• At the end of 4QFY2022, the REIT’s portfolio occupancy rate stood at 85.9%, up from 83.1% in 3QFY2022, 80.8% in 2QFY2022 and 79.5% in 1QFY2022.
  • For the full FY22, CapitaLand Malaysia posted a 3% contraction in rental reversion, but Tan expects the contraction to narrow further this year or turn positive considering the improving retail landscape.

KUALA LUMPUR (Jan 19): CapitaLand Malaysia Trust is “slightly optimistic” that its portfolio occupancy rate would sustain its recovery momentum going into 2023 despite a challenging macroeconomic condition.

“We are slightly optimistic in terms of occupancy, simply because I think the momentum is on our side. We are also mindful of the fact that the macro environment is a challenging one,” said the real estate investment trust’s (REIT) chief executive officer Tan Choon Siang.

“[But] if you look at the trend over the last two quarters, occupancy has been inching up, and this thing tends to have a momentum of itself. All of these operating data, at least on a historical basis, are going up, so that helps in our conversation, and we are seeing more interest on the ground.
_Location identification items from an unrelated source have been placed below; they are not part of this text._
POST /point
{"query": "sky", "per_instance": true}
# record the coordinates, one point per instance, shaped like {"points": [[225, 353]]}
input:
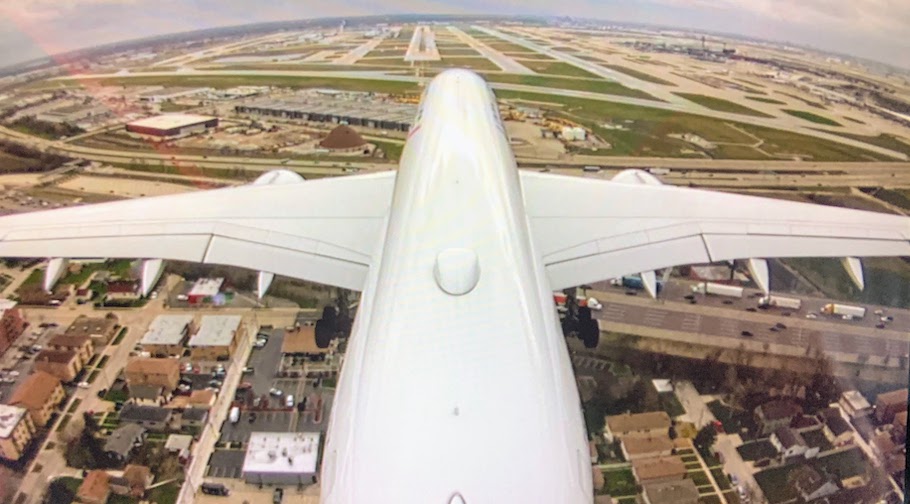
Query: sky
{"points": [[874, 29]]}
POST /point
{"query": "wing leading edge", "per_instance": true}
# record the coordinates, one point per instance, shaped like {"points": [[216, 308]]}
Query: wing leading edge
{"points": [[324, 230], [589, 230]]}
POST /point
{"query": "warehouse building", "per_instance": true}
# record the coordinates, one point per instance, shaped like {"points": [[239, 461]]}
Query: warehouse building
{"points": [[167, 334], [217, 337], [172, 125], [371, 114], [281, 458]]}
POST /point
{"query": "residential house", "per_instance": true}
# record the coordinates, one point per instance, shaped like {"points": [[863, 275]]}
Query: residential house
{"points": [[790, 443], [653, 423], [11, 324], [775, 414], [16, 431], [100, 329], [39, 393], [658, 469], [640, 447], [854, 404], [167, 334], [120, 444], [217, 337], [95, 488], [149, 395], [123, 290], [836, 429], [811, 484], [671, 492], [889, 404], [152, 371], [134, 482], [153, 418], [64, 364], [82, 345]]}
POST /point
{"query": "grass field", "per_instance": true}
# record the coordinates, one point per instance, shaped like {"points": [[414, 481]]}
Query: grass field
{"points": [[883, 140], [765, 100], [721, 104], [809, 116], [592, 85], [647, 132], [639, 75], [228, 81], [558, 68]]}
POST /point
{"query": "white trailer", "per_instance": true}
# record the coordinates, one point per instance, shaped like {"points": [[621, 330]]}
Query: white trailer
{"points": [[845, 311], [718, 289], [781, 302]]}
“We do expect the trend to continue,” Tan told reporters at a briefing on Thursday (Jan 19) after CapitaLand Malaysia released its financial results for the fourth quarter ended Dec 31, 2022 (4QFY2022).

At the end of 4QFY2022, the REIT’s portfolio occupancy rate stood at 85.9%, up from 83.1% in 3QFY2022, 80.8% in 2QFY2022 and 79.5% in 1QFY2022.
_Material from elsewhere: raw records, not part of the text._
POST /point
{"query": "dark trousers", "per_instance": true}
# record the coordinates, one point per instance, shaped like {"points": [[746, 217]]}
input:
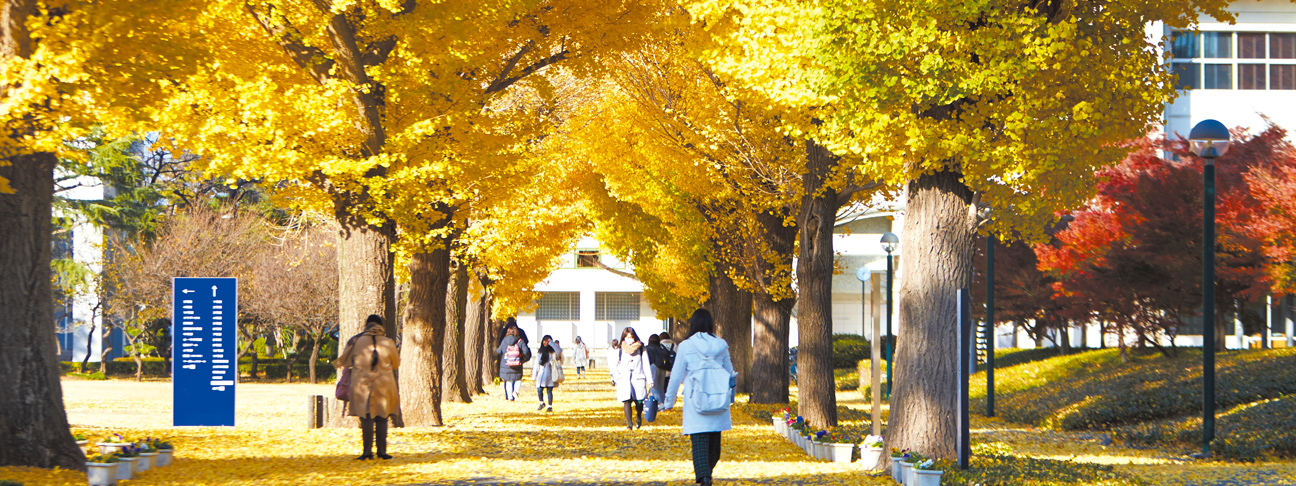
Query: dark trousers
{"points": [[373, 430], [631, 407], [706, 452]]}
For the full FY22, CapitaLand Malaysia posted a 3% contraction in rental reversion, but Tan expects the contraction to narrow further this year or turn positive considering the improving retail landscape.
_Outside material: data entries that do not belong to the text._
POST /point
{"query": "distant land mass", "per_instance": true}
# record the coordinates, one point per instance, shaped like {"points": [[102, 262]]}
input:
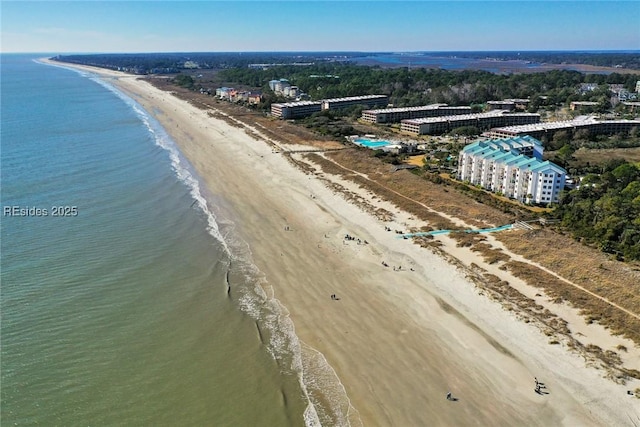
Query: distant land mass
{"points": [[601, 62]]}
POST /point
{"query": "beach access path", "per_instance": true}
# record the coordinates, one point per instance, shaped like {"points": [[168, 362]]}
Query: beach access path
{"points": [[398, 339]]}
“Overall, we do think that the picture on rental reversion is a lagging number. It is a reflection of the earlier leases that were signed in the first half of 2022. A lot of the businesses that were signed in 2022, obviously they have already been negotiated in the beginning of the year, which was a very difficult and challenging environment,” said Tan.

4Q NPI rises 23% amid continued retail recovery

CapitaLand Malaysia reported a 23% year-on-year growth in its net property income (NPI) for 4QFY2022 amid continued retail recovery and improved portfolio occupancy, coupled with write-back of provision for doubtful debts.

NPI grew to RM40.8 million, from RM33.23 million a year ago, leading to a 31% growth in distributable income, to RM23.22 million from RM17.69 million in 4QFY2021, the REIT said in a stock exchange filing.

CapitaLand Malaysia declared a final income distribution of 2.06 sen per unit, with Feb 7 as the ex-date.

For FY22 as a whole, the REIT reported a distributable income of RM87.49 million, more than double FY21’s RM39.03 million, while NPI grew 48% to RM152.51 million from RM103.14 million.

Going into 2023, CapitaLand Malaysia is maintaining a cautious outlook and will adopt proactive asset and capital management strategies, while ensuring cost efficiencies to mitigate the impact of rising costs.

“To strengthen and diversify CapitaLand Malaysia’s income streams, the manager has completed the acquisition of the Valdor Logistics Hub in 4QFY2022 and targets to complete the proposed acquisition of Queensbay Mall in 1QFY2023.

“The manager remains on the lookout for inorganic investment opportunities that will deliver sustainable growth over the long term,” said the REIT.

At the media briefing, Tan said CapitaLand Malaysia will continue its effort to diversify its income by investing into more industrial and logistics assets, aiming to increase contribution from this segment to 20%-25% of total income over the next three to five years.

“In the long term, they [income from industrial assets] could potentially go higher, and we do want it to go higher. The challenge with logistics income is that the capital value and the rent per square foot tends to be lower than retail, so we have to do a lot more logistics transactions, just to keep up with retail.

“For every square foot of retail space that we have, we probably need three times as much logistics space to earn the same income, so that is a challenge. Of course, overall, that means that we need to acquire a lot more for it to match the income level for retail,” he said.

Units of CapitaLand Malaysia closed half sen or 0.9% lower at 54.5 sen, valuing the REIT at RM1.2 billion.